Cloudera Data Warehouse audit events
CreateEnvironment | CloneDbCatalog | UpgradeHiveVirtualWarehouse |
DeleteEnvironment | UpgradeDbCatalog | CreateImpalaVirtualWarehouse |
UpdateEnvironment | CreateHiveVirtualWarehouse | DeleteImpalaVirtualWarehouse |
UpgradeEnvironment | DeleteHiveVirtualWarehouse | StartImpalaVirtualWarehouse |
CreateDbCatalog | StartHiveVirtualWarehouse | StopImpalaVirtualWarehouse |
DeleteDbCatalog | StopHiveVirtualWarehouse | UpdateImpalaVirtualWarehouse |
StartDbCatalog | UpdateHiveVirtualWarehouse | CloneImpalaVirtualWarehouse |
StopDbCatalog | CloneHiveVirtualWarehouse | UpgradeImpalaVirtualWarehouse |
UpdateDbCatalog |
For more information about experimental CLI commands for Cloudera Data Warehouse, go to Version Mapping. Click the CDP CLI Reference link for your CDW version. Scroll to Available Commands, and click dw.
Data Analytics Studio (DAS) is deprecated
DAS has been deprecated and is disabled by default. It will be removed in future releases.
Cloudera encourages you to use Hue to run Hive LLAP workloads. If you need to use DAS, then you
can enable it by setting the das.event-pipeline.enabled
property to
true
in the Database Catalog configurations. For more information, see
Enabling Data Analytics Studio in CDW Public Cloud.

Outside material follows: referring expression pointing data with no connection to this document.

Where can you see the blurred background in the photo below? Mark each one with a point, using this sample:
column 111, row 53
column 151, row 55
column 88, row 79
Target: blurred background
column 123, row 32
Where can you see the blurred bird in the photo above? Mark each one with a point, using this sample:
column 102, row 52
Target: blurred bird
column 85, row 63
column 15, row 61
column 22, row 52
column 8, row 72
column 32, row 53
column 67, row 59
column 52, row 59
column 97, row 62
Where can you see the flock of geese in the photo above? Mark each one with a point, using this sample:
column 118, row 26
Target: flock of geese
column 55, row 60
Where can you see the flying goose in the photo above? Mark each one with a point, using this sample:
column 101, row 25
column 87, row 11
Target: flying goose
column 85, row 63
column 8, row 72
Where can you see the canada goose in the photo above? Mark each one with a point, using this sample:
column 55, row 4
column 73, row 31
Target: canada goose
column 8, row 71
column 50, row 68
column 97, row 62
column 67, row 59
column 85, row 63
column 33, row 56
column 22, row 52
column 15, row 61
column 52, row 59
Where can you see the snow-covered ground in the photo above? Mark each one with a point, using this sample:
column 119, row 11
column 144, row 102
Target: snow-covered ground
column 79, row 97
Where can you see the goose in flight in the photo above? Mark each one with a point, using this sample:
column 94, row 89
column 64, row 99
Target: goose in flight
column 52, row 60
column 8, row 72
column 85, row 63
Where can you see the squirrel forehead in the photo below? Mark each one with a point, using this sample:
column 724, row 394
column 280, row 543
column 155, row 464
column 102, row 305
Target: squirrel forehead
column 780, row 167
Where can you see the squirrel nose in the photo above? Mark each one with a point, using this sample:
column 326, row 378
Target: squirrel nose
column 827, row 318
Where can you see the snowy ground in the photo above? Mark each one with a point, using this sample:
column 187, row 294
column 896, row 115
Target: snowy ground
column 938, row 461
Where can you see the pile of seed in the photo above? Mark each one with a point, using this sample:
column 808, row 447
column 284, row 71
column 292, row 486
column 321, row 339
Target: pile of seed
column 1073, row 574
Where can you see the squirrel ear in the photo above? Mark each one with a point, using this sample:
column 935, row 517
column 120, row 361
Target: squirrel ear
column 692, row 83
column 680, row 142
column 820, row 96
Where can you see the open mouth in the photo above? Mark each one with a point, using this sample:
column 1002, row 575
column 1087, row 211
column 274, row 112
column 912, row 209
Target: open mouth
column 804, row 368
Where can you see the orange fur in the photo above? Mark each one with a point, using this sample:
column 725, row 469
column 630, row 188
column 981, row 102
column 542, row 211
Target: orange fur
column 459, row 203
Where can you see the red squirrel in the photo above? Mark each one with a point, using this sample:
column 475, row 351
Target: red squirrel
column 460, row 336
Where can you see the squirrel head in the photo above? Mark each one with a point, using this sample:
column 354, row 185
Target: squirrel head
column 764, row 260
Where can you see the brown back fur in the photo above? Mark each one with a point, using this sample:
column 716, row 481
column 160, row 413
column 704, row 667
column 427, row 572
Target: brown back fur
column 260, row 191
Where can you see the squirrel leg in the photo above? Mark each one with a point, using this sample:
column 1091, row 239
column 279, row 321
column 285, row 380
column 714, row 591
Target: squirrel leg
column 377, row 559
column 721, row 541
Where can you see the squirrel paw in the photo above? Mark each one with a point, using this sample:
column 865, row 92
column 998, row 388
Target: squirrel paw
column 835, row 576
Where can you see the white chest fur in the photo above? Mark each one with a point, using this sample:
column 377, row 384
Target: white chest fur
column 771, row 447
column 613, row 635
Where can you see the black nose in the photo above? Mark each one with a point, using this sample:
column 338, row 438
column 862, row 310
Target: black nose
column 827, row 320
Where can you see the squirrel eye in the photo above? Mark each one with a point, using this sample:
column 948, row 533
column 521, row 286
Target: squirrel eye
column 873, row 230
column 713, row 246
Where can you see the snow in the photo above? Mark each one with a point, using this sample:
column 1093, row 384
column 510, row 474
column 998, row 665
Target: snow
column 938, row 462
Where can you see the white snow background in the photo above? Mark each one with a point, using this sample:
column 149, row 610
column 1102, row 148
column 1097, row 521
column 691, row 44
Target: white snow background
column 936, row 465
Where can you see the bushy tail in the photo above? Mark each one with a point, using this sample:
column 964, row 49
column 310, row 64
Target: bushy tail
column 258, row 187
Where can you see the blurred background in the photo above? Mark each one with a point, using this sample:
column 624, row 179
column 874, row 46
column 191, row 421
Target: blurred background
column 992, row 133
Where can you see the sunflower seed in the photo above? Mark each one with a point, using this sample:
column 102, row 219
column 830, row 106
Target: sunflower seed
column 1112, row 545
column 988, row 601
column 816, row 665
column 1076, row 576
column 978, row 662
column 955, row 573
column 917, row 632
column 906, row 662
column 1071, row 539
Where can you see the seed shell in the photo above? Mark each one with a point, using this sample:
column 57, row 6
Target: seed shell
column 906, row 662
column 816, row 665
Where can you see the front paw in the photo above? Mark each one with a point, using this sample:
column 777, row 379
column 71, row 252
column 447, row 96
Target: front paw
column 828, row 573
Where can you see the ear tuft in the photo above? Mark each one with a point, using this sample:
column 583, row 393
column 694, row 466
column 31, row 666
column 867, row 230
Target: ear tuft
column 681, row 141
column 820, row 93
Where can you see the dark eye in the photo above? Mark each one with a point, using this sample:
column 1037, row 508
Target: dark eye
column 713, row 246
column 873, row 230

Hue Query Processor scan frequency decreased to 5 minutes
The Hue Query Processor scans the event processor pipeline to retrieve the Hive query history and query details and display them on the Job Browser page. The scan frequency has been decreased from 2 milliseconds to 5 minutes to optimize resource utilization. As a result, you may notice a delay in viewing the query history and query details on the Job Browser page for queries that finish executing in less than 5 minutes. However, you can still view the query history from the Query history tab below the query editor.